Origen’s own strategy, as Cavadini pointed out, came close to “abandoning the whole apologetic enterprise.” Called upon to answer rhetorical attacks on the earliest Christian church, the 3rd century theologian seemed almost to refuse, reminding his readers that “our Savior and Lord Jesus Christ was silent when false witnesses spoke against him, and answered nothing when he was accused; he was convinced that all his life and actions … were better than any speech in refutation of the false witness and superior to any words that he might say in reply to the accusations.”
Acknowledging and even extolling them for their eloquence and power, Cavadini insisted that Origen’s arguments “function in exactly the same way, ultimately, as the refusal to argue did, namely, to paint an icon of the silent Christ, to point the reader’s attention not to the success of the arguments, but to draw ever more convincingly the icon of the Lord, to ‘write’ the icon.”
As Cavadini described it, the task of evangelization today hasn’t changed much over the centuries since Origen was arguing with skeptical Greek intellectuals, and today, as then, a theologian needs to argue in a way which “while using reason, does not reduce Christian faith to a religion that can be accepted purely on the grounds of argumentation or plausibility, or even on the grounds of the clearing away of specific objections. The clearing away of objections to Christian faith, the rebuttal of critiques, must itself be the brushstrokes, as it were, of a positive project of icon painting that transcends argumentation and presents the mystery of the Lord’s person, with its own intrinsic power of demonstration and appeal, its own nobility, to the reader’s (or the student’s) mind and heart.”
Cavadini reminded his younger colleagues that Origen’s evangelical strategy is amplified in more recent Catholic teaching, particularly in Pope Benedict’s encyclical letter, Deus Caritas Est (God is Love), which similarly insists that “the most persuasive apology for the Christian faith is the witness of Christians.”
“A Christian knows when it is time to speak of God and when it is better to say nothing and to let love alone speak,” Pope Benedict wrote. “He knows that God is love and that God’s presence is felt at the very time when the only thing we do is to love. He knows…that disdain for love is disdain for God and human beings alike, it is an attempt to do without God.”
Cavadini thought a slogan for the New Evangelization might be found in that imperative as old and new as the faith itself, and he recommended it to the fledgling teachers he addressed: “Let love alone speak.”

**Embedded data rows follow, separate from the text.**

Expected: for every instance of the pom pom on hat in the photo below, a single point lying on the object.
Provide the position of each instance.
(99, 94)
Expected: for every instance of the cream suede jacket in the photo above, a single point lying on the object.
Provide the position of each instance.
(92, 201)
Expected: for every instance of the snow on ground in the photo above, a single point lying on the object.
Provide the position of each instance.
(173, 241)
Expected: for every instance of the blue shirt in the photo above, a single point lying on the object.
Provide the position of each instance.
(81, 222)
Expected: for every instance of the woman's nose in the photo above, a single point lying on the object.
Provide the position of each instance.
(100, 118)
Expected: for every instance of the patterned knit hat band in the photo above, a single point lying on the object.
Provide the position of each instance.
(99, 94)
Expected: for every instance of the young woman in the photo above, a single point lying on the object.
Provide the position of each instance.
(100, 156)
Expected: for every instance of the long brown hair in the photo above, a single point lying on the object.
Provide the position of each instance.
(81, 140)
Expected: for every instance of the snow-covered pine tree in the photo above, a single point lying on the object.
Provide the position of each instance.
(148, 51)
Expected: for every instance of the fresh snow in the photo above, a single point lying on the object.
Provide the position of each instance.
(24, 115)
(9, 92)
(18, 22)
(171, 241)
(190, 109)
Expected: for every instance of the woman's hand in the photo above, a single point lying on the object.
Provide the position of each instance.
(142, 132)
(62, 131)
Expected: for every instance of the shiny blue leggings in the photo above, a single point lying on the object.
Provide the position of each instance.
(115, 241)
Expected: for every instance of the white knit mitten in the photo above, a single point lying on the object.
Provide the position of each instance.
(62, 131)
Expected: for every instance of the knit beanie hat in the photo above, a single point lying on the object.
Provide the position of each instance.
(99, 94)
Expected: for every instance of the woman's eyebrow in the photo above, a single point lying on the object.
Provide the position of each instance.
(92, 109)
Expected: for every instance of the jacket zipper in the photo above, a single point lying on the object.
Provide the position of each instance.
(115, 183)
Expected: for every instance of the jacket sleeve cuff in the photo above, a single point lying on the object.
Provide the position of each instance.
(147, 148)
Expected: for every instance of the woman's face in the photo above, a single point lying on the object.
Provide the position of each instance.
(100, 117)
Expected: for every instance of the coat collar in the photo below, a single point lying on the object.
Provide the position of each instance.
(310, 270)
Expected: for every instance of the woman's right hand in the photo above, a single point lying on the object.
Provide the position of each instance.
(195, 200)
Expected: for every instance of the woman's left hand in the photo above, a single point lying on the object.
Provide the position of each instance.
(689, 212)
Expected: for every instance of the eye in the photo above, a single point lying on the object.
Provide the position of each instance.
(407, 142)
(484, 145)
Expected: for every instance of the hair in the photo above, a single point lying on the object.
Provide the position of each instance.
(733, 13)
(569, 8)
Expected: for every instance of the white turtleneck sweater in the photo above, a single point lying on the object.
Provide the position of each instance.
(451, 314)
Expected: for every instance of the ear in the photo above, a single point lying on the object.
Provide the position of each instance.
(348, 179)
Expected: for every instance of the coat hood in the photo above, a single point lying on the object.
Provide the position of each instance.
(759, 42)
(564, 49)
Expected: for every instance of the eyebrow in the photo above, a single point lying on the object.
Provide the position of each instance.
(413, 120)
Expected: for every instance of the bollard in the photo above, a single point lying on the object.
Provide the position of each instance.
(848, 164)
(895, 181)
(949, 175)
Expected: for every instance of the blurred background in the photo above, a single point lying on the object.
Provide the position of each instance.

When he returned to Notre Dame after the Washington conference, it occurred to Cavadini, whose responsibilities as ICL director include administration of several programs which directly serve the Catholic Church, that he could also recommend the slogan to the institute he oversees, and which is now developing a plan for its future operations.
“For the next five years the work of the ICL will surround the twin themes of evangelization and healing,” Cavadini said. “Evangelization is intrinsically healing because, rather than draw attention to its own efforts, it uses those efforts, as it were, to allow an icon of the Lord to be painted on one’s heart, an icon of divine love which is itself healing. The other way around, efforts at healing the effects of scandal in the Church, for example, are inherently evangelizing, helping to remove accumulated grime from the face of an ancient icon, and allowing its own intrinsic and healing splendor to shine forth again. So I guess at ICL we are, in various ways, in the business of icon painting and restoration.”
That icon should be something to see.